Argentina’s inflation crisis cooled in January, which President Javier Milei sees as a notable achievement thanks to his shock therapy economic plan. But his controversial endeavor to reshape the Argentinian economy is anything but straightforward as he struggles to pass reforms due to resistance from Congress. The inflation rate may also see a significant rebound over the next months.
Monthly inflation in Argentina was recorded by the National Institute of Statistics and Census of Argentina at 20.6% in January, down from 25.5% recorded in December and falling just short of a Reuters poll forecast of 21%. However, according to Reuters, poverty could continue to skyrocket before the economy stabilizes.
Assuming office in November amid chronic economic crises, where 50% of Argentines live below the poverty line and inflation in 2023 reached its highest in 32 years, the far-right president has presented radical policy proposals to remedy the profound economic challenges. He began his first term as President by devaluing the peso by more than 50%.

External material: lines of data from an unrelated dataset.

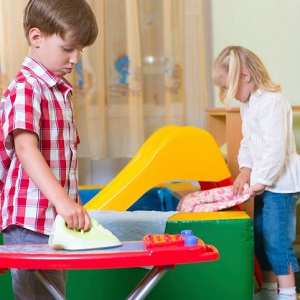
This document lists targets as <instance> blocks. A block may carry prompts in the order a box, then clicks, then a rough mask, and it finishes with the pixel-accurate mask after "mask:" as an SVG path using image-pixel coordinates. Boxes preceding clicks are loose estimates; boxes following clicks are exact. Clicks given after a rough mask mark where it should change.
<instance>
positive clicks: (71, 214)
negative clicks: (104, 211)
mask: <svg viewBox="0 0 300 300" xmlns="http://www.w3.org/2000/svg"><path fill="white" fill-rule="evenodd" d="M55 208H56V211H57V213H58V214H59V215H61V216H62V217H63V219H64V220H65V221H66V223H67V227H68V228H70V229H75V230H81V229H83V230H84V231H88V230H89V229H90V226H91V219H90V216H89V214H88V213H87V211H86V209H85V208H84V207H83V206H81V205H80V204H77V203H76V202H74V201H73V200H72V199H68V200H66V199H64V200H62V201H61V202H60V203H59V205H57V206H56V207H55Z"/></svg>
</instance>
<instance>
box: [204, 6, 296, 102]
mask: <svg viewBox="0 0 300 300" xmlns="http://www.w3.org/2000/svg"><path fill="white" fill-rule="evenodd" d="M205 1H209V2H210V10H211V26H212V28H211V34H212V36H211V43H212V59H215V58H216V56H217V55H218V54H219V53H220V51H221V50H222V49H223V48H225V47H226V46H228V45H241V46H244V47H247V48H249V49H250V50H252V51H253V52H255V53H256V54H257V55H258V56H259V57H260V58H261V59H262V61H263V62H264V64H265V66H266V67H267V69H268V70H269V73H270V75H271V77H272V78H273V80H275V81H277V82H279V83H280V84H281V85H282V87H283V93H284V94H285V95H286V97H287V98H288V100H289V101H290V103H291V104H292V105H300V1H299V0H287V1H284V0H205ZM214 95H215V106H221V104H220V102H219V100H218V98H217V93H216V91H215V93H214Z"/></svg>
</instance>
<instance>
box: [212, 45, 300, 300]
mask: <svg viewBox="0 0 300 300" xmlns="http://www.w3.org/2000/svg"><path fill="white" fill-rule="evenodd" d="M212 76H213V81H214V83H215V84H216V86H218V87H219V94H220V98H221V101H224V102H225V103H226V105H229V102H230V100H231V99H232V98H235V99H237V100H238V101H240V102H241V118H242V133H243V139H242V141H241V144H240V149H239V154H238V163H239V168H240V174H239V175H238V176H237V178H236V180H235V182H234V194H235V195H237V194H242V193H247V192H249V190H244V185H245V184H249V185H250V189H251V191H252V193H253V195H254V196H255V198H254V244H255V254H256V257H257V259H258V261H259V264H260V267H261V270H262V273H263V284H262V288H261V291H260V292H259V293H258V294H257V295H256V296H255V299H257V300H262V299H263V300H269V299H280V300H282V299H290V300H291V299H293V300H294V299H296V288H295V277H294V272H298V271H299V266H298V262H297V257H296V255H295V252H294V250H293V248H292V244H293V242H294V240H295V236H296V226H295V224H296V203H297V200H298V198H299V195H300V193H299V191H300V176H299V175H300V157H299V156H298V155H297V152H296V146H295V140H294V135H293V129H292V118H293V116H292V109H291V106H290V104H289V103H288V102H287V100H286V99H285V98H284V96H283V95H282V94H281V87H280V85H278V84H276V83H275V82H273V81H272V79H271V78H270V76H269V74H268V71H267V70H266V68H265V66H264V65H263V63H262V62H261V60H260V59H259V58H258V57H257V56H256V55H255V54H254V53H253V52H251V51H249V50H248V49H245V48H243V47H238V46H231V47H227V48H225V49H224V50H223V51H222V52H221V53H220V55H219V56H218V57H217V59H216V61H215V62H214V65H213V72H212ZM277 284H278V286H279V296H278V291H277Z"/></svg>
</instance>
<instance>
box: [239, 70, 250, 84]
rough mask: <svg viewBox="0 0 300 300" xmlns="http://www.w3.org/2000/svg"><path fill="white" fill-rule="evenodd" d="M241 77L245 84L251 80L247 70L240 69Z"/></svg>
mask: <svg viewBox="0 0 300 300" xmlns="http://www.w3.org/2000/svg"><path fill="white" fill-rule="evenodd" d="M241 77H242V78H243V79H244V80H245V81H246V82H248V83H249V82H250V81H251V79H252V76H251V74H250V72H249V70H247V69H242V71H241Z"/></svg>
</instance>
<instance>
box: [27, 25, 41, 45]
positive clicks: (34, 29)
mask: <svg viewBox="0 0 300 300" xmlns="http://www.w3.org/2000/svg"><path fill="white" fill-rule="evenodd" d="M28 37H29V41H30V45H31V46H33V47H35V48H39V47H40V43H41V38H42V33H41V31H40V30H39V29H38V28H35V27H34V28H31V29H30V30H29V34H28Z"/></svg>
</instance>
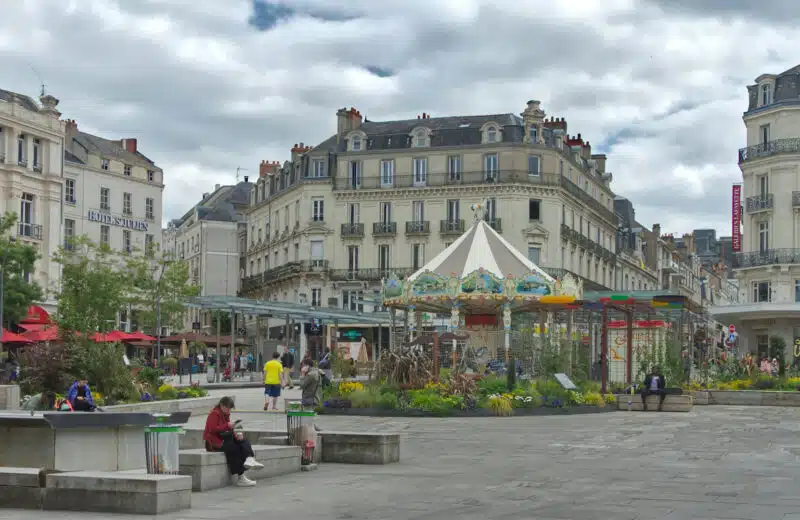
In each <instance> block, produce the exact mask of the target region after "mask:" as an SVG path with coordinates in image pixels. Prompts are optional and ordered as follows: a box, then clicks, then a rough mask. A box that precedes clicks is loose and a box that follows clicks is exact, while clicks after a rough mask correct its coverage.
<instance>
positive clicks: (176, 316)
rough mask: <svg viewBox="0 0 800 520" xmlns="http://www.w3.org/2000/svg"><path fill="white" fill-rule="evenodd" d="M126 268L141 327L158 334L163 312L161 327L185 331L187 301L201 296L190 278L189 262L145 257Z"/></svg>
mask: <svg viewBox="0 0 800 520" xmlns="http://www.w3.org/2000/svg"><path fill="white" fill-rule="evenodd" d="M127 266H128V273H129V276H130V285H131V287H132V288H133V291H132V294H131V305H132V307H133V308H134V309H136V311H137V313H138V314H137V315H138V318H139V323H141V324H142V325H144V326H145V327H147V328H149V329H150V330H154V331H155V330H156V328H157V326H158V324H159V319H158V313H159V311H160V313H161V321H160V324H161V326H162V327H170V328H172V329H182V328H183V322H184V318H185V316H186V306H185V303H186V299H187V298H191V297H193V296H197V295H198V294H200V287H199V286H198V285H196V284H194V283H193V282H192V280H191V277H190V276H189V264H188V262H185V261H183V260H178V261H176V260H173V259H172V258H170V257H169V256H161V257H154V256H153V255H151V254H146V255H144V256H132V257H130V258H128V260H127Z"/></svg>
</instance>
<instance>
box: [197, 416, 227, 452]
mask: <svg viewBox="0 0 800 520" xmlns="http://www.w3.org/2000/svg"><path fill="white" fill-rule="evenodd" d="M230 423H231V416H230V413H225V412H223V411H222V409H221V408H220V407H219V406H216V407H214V409H213V410H211V413H209V414H208V417H207V418H206V427H205V429H204V430H203V440H204V441H206V442H207V443H208V444H210V445H211V447H212V448H214V449H217V450H218V449H220V448H222V437H221V436H220V433H223V432H227V431H230V429H231V428H230Z"/></svg>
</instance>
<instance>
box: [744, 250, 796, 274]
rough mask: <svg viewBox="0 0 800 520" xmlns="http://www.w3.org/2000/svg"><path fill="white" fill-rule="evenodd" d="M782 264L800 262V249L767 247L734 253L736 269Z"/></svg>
mask: <svg viewBox="0 0 800 520" xmlns="http://www.w3.org/2000/svg"><path fill="white" fill-rule="evenodd" d="M780 264H800V249H767V250H765V251H749V252H747V253H734V254H733V268H734V269H744V268H747V267H759V266H762V265H780Z"/></svg>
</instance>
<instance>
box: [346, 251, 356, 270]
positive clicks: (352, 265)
mask: <svg viewBox="0 0 800 520" xmlns="http://www.w3.org/2000/svg"><path fill="white" fill-rule="evenodd" d="M347 270H348V271H351V272H355V271H358V246H348V247H347Z"/></svg>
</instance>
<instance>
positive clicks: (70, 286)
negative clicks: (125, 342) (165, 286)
mask: <svg viewBox="0 0 800 520" xmlns="http://www.w3.org/2000/svg"><path fill="white" fill-rule="evenodd" d="M53 259H54V260H55V261H56V262H58V263H60V264H61V267H62V272H61V292H60V293H59V294H58V296H57V297H56V300H57V301H58V318H57V321H58V323H59V325H60V326H61V328H62V329H63V330H70V331H78V332H95V331H99V332H107V331H109V330H113V328H114V327H115V326H116V323H117V313H118V312H119V311H121V310H123V309H125V308H126V306H127V305H128V303H129V299H130V296H129V278H130V276H129V273H128V272H127V270H126V266H125V263H124V262H121V261H120V258H119V256H118V255H117V254H115V253H114V252H113V251H111V249H110V248H109V247H108V246H107V245H104V244H95V243H94V242H92V241H91V240H89V239H88V238H87V237H76V238H75V239H73V240H72V241H71V242H70V243H69V244H67V247H63V246H62V247H61V248H59V250H58V251H57V252H56V254H55V255H53Z"/></svg>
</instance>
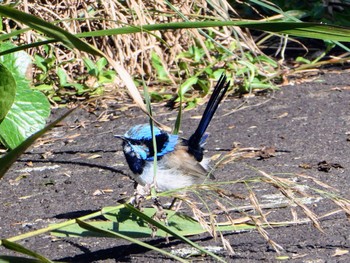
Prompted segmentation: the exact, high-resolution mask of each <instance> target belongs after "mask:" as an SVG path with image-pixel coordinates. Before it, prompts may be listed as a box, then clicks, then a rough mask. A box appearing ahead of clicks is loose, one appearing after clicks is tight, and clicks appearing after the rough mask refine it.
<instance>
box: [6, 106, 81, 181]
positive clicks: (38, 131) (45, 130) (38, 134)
mask: <svg viewBox="0 0 350 263" xmlns="http://www.w3.org/2000/svg"><path fill="white" fill-rule="evenodd" d="M73 110H74V109H72V110H69V111H68V112H66V113H65V114H64V115H62V116H61V117H60V118H58V119H57V120H55V121H54V122H52V123H51V124H50V125H48V126H46V127H45V128H44V129H41V130H40V131H38V132H36V133H34V134H33V135H32V136H30V137H29V138H27V139H26V140H25V141H24V142H23V143H21V144H20V145H19V146H17V147H16V148H15V149H13V150H12V151H10V152H8V153H7V154H6V155H5V156H3V157H1V158H0V179H1V178H2V177H3V176H4V175H5V173H6V172H7V171H8V169H9V168H10V167H11V166H12V164H13V163H14V162H15V161H16V160H17V158H18V157H19V156H20V155H21V154H22V153H23V152H24V151H25V150H27V149H28V147H29V146H31V145H32V144H33V143H34V141H35V140H36V139H38V138H39V137H40V136H42V135H43V134H45V133H46V132H47V131H48V130H50V129H52V128H53V127H54V126H55V125H56V124H57V123H59V122H60V121H62V120H63V119H64V118H65V117H67V116H68V115H69V114H70V113H71V112H72V111H73Z"/></svg>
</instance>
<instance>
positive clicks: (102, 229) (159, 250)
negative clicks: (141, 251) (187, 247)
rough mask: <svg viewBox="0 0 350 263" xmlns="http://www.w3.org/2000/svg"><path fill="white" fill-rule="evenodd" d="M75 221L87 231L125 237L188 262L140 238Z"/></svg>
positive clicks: (101, 233) (130, 240)
mask: <svg viewBox="0 0 350 263" xmlns="http://www.w3.org/2000/svg"><path fill="white" fill-rule="evenodd" d="M76 221H77V223H78V225H79V226H80V227H82V228H84V229H87V230H89V231H93V232H98V233H100V234H103V235H105V236H107V237H113V238H116V237H117V238H122V239H125V240H127V241H129V242H132V243H134V244H137V245H139V246H143V247H145V248H149V249H151V250H154V251H157V252H159V253H162V254H164V255H166V256H168V257H171V258H174V259H176V260H178V261H180V262H188V261H186V260H184V259H182V258H180V257H177V256H175V255H173V254H171V253H169V252H167V251H165V250H163V249H159V248H157V247H155V246H152V245H150V244H147V243H145V242H142V241H140V240H137V239H135V238H131V237H128V236H125V235H122V234H120V233H118V232H114V231H109V230H105V229H101V228H98V227H96V226H93V225H91V224H89V223H86V222H84V221H81V220H78V219H77V220H76Z"/></svg>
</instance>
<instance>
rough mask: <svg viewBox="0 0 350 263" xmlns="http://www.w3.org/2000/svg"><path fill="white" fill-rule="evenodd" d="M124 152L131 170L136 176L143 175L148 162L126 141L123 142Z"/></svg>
mask: <svg viewBox="0 0 350 263" xmlns="http://www.w3.org/2000/svg"><path fill="white" fill-rule="evenodd" d="M123 150H124V155H125V159H126V161H127V163H128V165H129V168H130V170H131V171H132V172H133V173H135V174H142V172H143V168H144V167H145V164H146V161H145V160H143V159H142V158H141V157H140V155H139V154H138V153H136V152H135V151H134V150H133V148H132V147H131V146H130V145H129V144H128V143H127V142H125V141H124V142H123Z"/></svg>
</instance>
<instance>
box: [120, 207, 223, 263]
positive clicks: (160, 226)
mask: <svg viewBox="0 0 350 263" xmlns="http://www.w3.org/2000/svg"><path fill="white" fill-rule="evenodd" d="M125 207H126V208H127V209H129V210H130V211H131V212H132V213H133V214H135V215H136V216H138V217H140V218H142V219H143V220H145V221H146V222H148V223H150V224H152V225H153V226H155V227H157V228H159V229H161V230H163V231H165V232H167V233H168V234H170V235H172V236H174V237H176V238H178V239H180V240H181V241H183V242H185V243H187V244H189V245H191V246H192V247H194V248H196V249H198V250H199V251H201V252H203V253H205V254H207V255H209V256H211V257H213V258H215V259H217V260H218V261H220V262H225V261H224V260H223V259H222V258H220V257H219V256H217V255H215V254H214V253H212V252H210V251H207V250H205V249H204V248H203V247H201V246H199V245H198V244H196V243H194V242H192V241H191V240H189V239H188V238H186V237H184V236H182V235H180V234H178V233H177V232H175V231H173V230H171V229H169V228H168V227H166V226H164V225H163V224H161V223H159V222H157V221H155V220H154V219H152V218H150V217H149V216H146V215H145V214H143V213H142V212H141V211H139V210H137V209H136V208H135V207H133V206H132V205H130V204H125Z"/></svg>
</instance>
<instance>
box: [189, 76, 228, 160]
mask: <svg viewBox="0 0 350 263" xmlns="http://www.w3.org/2000/svg"><path fill="white" fill-rule="evenodd" d="M229 85H230V82H227V83H226V76H225V75H224V74H222V75H221V77H220V79H219V81H218V83H217V84H216V86H215V88H214V91H213V94H212V95H211V97H210V99H209V101H208V104H207V107H206V108H205V110H204V113H203V116H202V118H201V120H200V122H199V125H198V127H197V130H196V131H195V132H194V133H193V134H192V136H191V137H190V138H189V139H188V151H189V153H191V154H193V156H194V157H195V158H196V160H197V161H198V162H200V161H202V159H203V148H202V143H203V136H204V133H205V131H206V130H207V128H208V126H209V123H210V121H211V119H212V118H213V116H214V114H215V111H216V110H217V108H218V106H219V104H220V102H221V100H222V99H223V98H224V96H225V93H226V91H227V89H228V87H229Z"/></svg>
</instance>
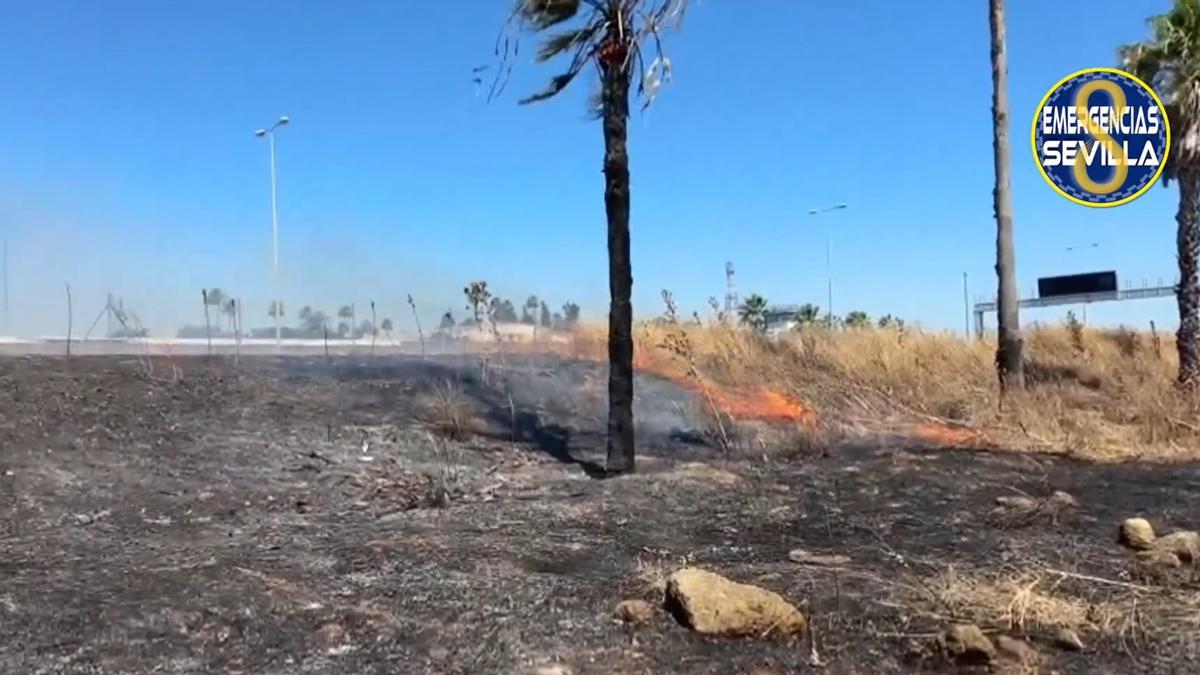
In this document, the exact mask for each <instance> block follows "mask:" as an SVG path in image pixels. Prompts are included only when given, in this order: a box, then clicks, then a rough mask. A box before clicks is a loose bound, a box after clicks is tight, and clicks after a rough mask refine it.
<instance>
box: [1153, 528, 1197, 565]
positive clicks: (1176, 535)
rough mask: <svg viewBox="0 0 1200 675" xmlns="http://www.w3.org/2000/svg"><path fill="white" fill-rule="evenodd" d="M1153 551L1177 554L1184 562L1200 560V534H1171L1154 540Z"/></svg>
mask: <svg viewBox="0 0 1200 675" xmlns="http://www.w3.org/2000/svg"><path fill="white" fill-rule="evenodd" d="M1153 550H1156V551H1166V552H1171V554H1175V557H1177V558H1180V560H1181V561H1182V562H1193V561H1195V560H1196V558H1200V532H1189V531H1181V532H1171V533H1170V534H1166V536H1165V537H1159V538H1157V539H1154V544H1153Z"/></svg>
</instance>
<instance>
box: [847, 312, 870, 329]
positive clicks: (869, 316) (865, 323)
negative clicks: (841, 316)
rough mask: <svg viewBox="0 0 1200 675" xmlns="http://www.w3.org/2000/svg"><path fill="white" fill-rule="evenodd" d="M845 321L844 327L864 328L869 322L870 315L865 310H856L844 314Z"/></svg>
mask: <svg viewBox="0 0 1200 675" xmlns="http://www.w3.org/2000/svg"><path fill="white" fill-rule="evenodd" d="M845 323H846V328H866V327H868V325H870V324H871V317H870V316H868V315H866V312H860V311H858V310H856V311H852V312H848V313H847V315H846V319H845Z"/></svg>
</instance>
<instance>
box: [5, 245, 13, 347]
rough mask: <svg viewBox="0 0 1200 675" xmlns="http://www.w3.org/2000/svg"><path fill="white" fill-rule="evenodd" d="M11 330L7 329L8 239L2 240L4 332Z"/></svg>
mask: <svg viewBox="0 0 1200 675" xmlns="http://www.w3.org/2000/svg"><path fill="white" fill-rule="evenodd" d="M10 330H12V329H11V328H10V327H8V239H7V238H5V240H4V331H5V333H8V331H10Z"/></svg>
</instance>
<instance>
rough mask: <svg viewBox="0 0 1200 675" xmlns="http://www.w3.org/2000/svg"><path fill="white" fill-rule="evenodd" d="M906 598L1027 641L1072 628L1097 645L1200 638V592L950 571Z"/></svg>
mask: <svg viewBox="0 0 1200 675" xmlns="http://www.w3.org/2000/svg"><path fill="white" fill-rule="evenodd" d="M1080 579H1082V580H1080ZM905 596H907V597H906V598H905V599H906V601H907V602H910V603H911V607H913V608H923V609H924V610H928V611H929V613H930V614H932V615H936V616H940V617H942V615H944V614H948V615H949V617H952V619H954V620H955V621H967V622H971V623H976V625H978V626H980V627H984V628H991V629H997V631H1014V629H1015V631H1019V632H1020V633H1025V634H1039V633H1040V634H1052V633H1054V631H1055V629H1058V628H1069V629H1072V631H1074V632H1076V633H1079V634H1081V635H1090V637H1092V639H1094V638H1103V639H1116V640H1129V641H1136V640H1139V639H1141V638H1144V637H1147V635H1151V637H1154V638H1159V639H1171V638H1172V637H1187V635H1193V637H1194V635H1195V633H1196V629H1198V628H1200V593H1196V592H1195V591H1176V592H1169V591H1163V590H1160V589H1148V587H1141V586H1136V585H1132V584H1122V583H1109V581H1105V580H1103V579H1091V578H1070V577H1064V575H1062V574H1058V573H1055V572H1054V571H1027V569H1026V571H1013V572H1009V573H1008V574H1007V575H986V577H985V575H978V574H964V573H960V572H956V571H955V569H954V568H950V569H949V571H948V572H946V573H943V574H940V575H937V577H935V578H932V579H930V580H928V581H925V583H923V584H922V585H919V586H908V587H907V589H906V592H905Z"/></svg>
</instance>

Javier Milei considers the inflation’s slowdown a consequence of his economic shock therapy plan. Faced with an annual inflation rate of over 250%, the libertarian economist slashed state subsidies and removed price controls. As a result, prices for transport have increased by 26.3% and by 44.4% for goods and services.
However, despite this initial improvement, the Organization for Economic Co-operation and Development (OECD) has predicted in its February 2024 Economic Outlook interim report that inflation in Argentina will increase by 251% in 2024, up from its 135% forecast in November. The economy is also expected to shrink by 2.3%.
Javier Milei’s omnibus bill
The president presented to Congress a divisive reform package to transform the economy and state. The sweeping package, known as the omnibus bill, incorporates elements of both public and private life; it will cut resources for the environment and culture, as well as increase penalties for social protests and introduce changes to divorce laws, among others.
Javier Milei has attempted to push through over 300 reforms in this single package, leading to significant criticism and resistance from both legislators and the public. According to the Buenos Aires Times, critics have declared the mega-bill as “unconstitutional.” Milei, however, sees no reason to compromise and has responded aggressively, branding his opponents as “useful idiots” and reducing the number of ministries by half.
In response, a series of protests have erupted against Javier Milei since January 24th, including a national strike organized by the General Confederation of Labor, the nation’s largest trade union.
Tensions with Congress
Although the omnibus bill was approved in Congress on February 2nd with 144 votes to 109, it was then rejected during an approval process and withdrawn from the lower house. The package is currently awaiting to be debated and re-written in the committees, but the president sees the damage is irreversible.
Javier Milei has accused governors of destroying the bill and has fired deputies, describing them as “traitors.” In a deliberate insult to Congress, the President has threatened to make his speech on March 1st on the steps of the palace rather than before the Legislative Assembly.
The President’s decision to ignore parliamentary activity and legislators’ concerns over the mega bill has increased tensions and led to a political setback due to his lack of cooperation. The Financial Times has emphasized the importance of market confidence in his reforms. Without legislative backing for a long-term fiscal plan, Milei will face considerable challenges and will have to rely on the government by decree. This move will further strain his relationship with Congress.
However, despite these fierce criticisms and protests, the International Monetary Fund (IMF) has expressed positive attitudes towards Milei’s fiscal package. The managing director, Kristalina Georgieva, welcomed the “decisive measures” as an “important step toward restoring stability and rebuilding the country’s economic potential.” The IMF has consequently agreed to an immediate disbursement of 4.7 billion dollars to “support the new authorities’ strong policy efforts.”